Outro ponto fundamental: internamente no INSS já vêm sendo implementados projetos de gestão que envolvem processos de trabalho do conjunto dos servidores do INSS, inclusive com metas de produtividade relacionadas ao salário. Isso é totalmente contrário ao projeto profissional, porque envolve a qualidade do serviço prestado à população.  Isso já vem acontecendo com outras áreas internas do INSS e nesse momento o INSS quer implantar essa política para toda a categoria do seguro social, inclusive para os/as assistentes sociais, que hoje atuam predominantemente no serviço social e no serviço de reabilitação profissional. Essa medida vem na mesma lógica empregada no setor privado de reestruturação produtiva, envolvendo um sistema de metas relacionadas às tecnologias, impedindo inclusive o atendimento presencial da população.

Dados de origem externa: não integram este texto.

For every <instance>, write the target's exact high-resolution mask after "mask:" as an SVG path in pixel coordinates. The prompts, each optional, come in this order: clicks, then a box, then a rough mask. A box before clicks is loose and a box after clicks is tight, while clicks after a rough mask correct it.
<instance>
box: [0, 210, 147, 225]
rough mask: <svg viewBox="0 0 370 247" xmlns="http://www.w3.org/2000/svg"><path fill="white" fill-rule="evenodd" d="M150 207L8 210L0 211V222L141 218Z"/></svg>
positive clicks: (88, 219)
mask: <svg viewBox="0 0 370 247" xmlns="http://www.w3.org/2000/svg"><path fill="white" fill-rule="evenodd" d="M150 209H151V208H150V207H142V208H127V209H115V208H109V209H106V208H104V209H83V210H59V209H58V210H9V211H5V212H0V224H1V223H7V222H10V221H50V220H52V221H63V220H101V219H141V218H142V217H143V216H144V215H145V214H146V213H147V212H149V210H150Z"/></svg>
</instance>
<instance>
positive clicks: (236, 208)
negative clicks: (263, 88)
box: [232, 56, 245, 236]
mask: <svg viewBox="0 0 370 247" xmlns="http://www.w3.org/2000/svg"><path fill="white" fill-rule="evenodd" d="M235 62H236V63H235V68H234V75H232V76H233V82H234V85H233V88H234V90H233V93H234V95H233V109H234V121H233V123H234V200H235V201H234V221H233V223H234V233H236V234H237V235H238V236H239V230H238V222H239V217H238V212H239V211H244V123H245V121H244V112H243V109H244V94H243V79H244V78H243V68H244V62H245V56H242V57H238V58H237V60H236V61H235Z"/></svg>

É importante colocar que a restrição ao atendimento presencial da população é um problema que vem sendo enfrentado desde 2019 com a transformação digital do INSS, ou seja, é anterior à pandemia, e aprofundado por ela. Com a criação do aplicativo Meu INSS, todo requerimento para obtenção de benefício social tem que ser feito de forma virtual, e grande parte da população que está no INSS hoje não tem acesso às plataformas tecnológicas. Estamos falando de uma população que recebe entre 1 e 2 salários mínimos, a qual corresponde a 65% da população do Paraná. Estamos falando de indígenas, de uma grande população de idosos. Essa população está indo para as políticas de saúde e de assistência social, tem pago em lan houses por um serviço que o Estado deveria oferecer nas unidades do INSS.

Para as/os assistentes sociais, essa atuação remota é uma contradição imensa ao projeto profissional. Estes/as profissionais têm total clareza de que várias atividades, como a avaliação social do Benefício de Prestação Continuada (BPC) são impossíveis de serem realizadas por canais remotos. Há inclusive posicionamento o CFESS sobre isso.

Está bem claro com a Assistência Social sem recursos orçamentários, a Saúde sendo privatizada e o INSS seguindo o caminho da capitalização da Previdência Social que vivemos um processo de destruição da política de Seguridade Social de forma geral. Isso envolve totalmente a realização das competências, das ações e das atividades do/da assistente social no INSS, pois como pensar um serviço social numa previdência capitalizada?

Se prevê a necessidade de uma luta muito grande em defesa da Seguridade Social, o que implica em defesa de uma política de saúde universal, de uma assistência social com recursos orçamentários e de uma previdência social pública, com acesso da população ao INSS, inclusive do acesso ao atendimento do serviço social. O conjunto CFESS/CRESS tem de fato que fazer uma intervenção, porque a população não está tendo acesso ao INSS, um problema estrutural que se aprofunda com a pandemia.